THE AMERICAN PROSPECT refers to my mention of the Jenin aerial photos and says that small areas of destruction don’t prove the absence of a massacre: “For example, check out this aerial photo of Ground Zero. Gee, look at the rather small area actually destroyed. But of course, that misses the point entirely. A mass grave can be very small indeed.” Well, yeah — though that would be more persuasive if there had been, you know, skyscrapers standing there in Jenin beforehand. . . .
But I wasn’t linking to the photos to disprove a massacre. (The fact that the Guardian/Observer is backpedaling should be far stronger evidence of that). Rather — as I thought the post made clear — I was pointing out that news and TV reports make it look as if all of Jenin was levelled, rather than a couple-of-blocks-square area in the refugee camp that is itself only part of the town. I mean, scroll down and read the post for yourself. Speaking of “missing the point.”
Anyway, if you want Ground Zero analogies — though those hardly seem appropriate for a lot of reasons that should be pretty damned obvious — it’s as if the media gave the impression that all of Manhattan, and perhaps the Outer Boroughs, had been completely wiped out on September 11.
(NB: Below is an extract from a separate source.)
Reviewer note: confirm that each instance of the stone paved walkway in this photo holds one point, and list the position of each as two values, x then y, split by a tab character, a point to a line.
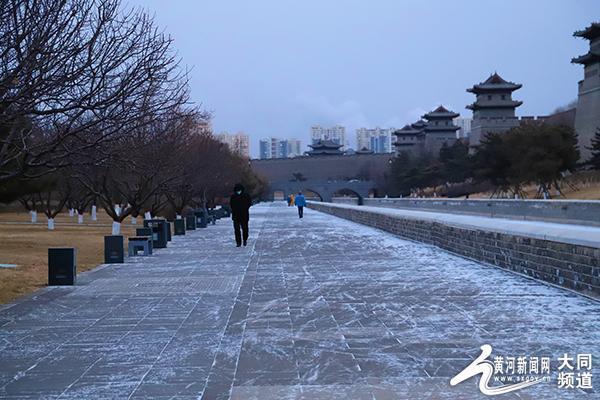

UPDATE: Several readers write to note that it’s not just the TV news folks, pointing out Jimmy Carter’s misleading reference to “the recent destruction of Jenin and other villages,” in his rather fatuous New York Times column from Sunday. The photos certainly disprove that claim, don’t they? But Carter — who seems to have gotten all his information from CNN — certainly seems to have been deceived by the very phenomenon I describe above.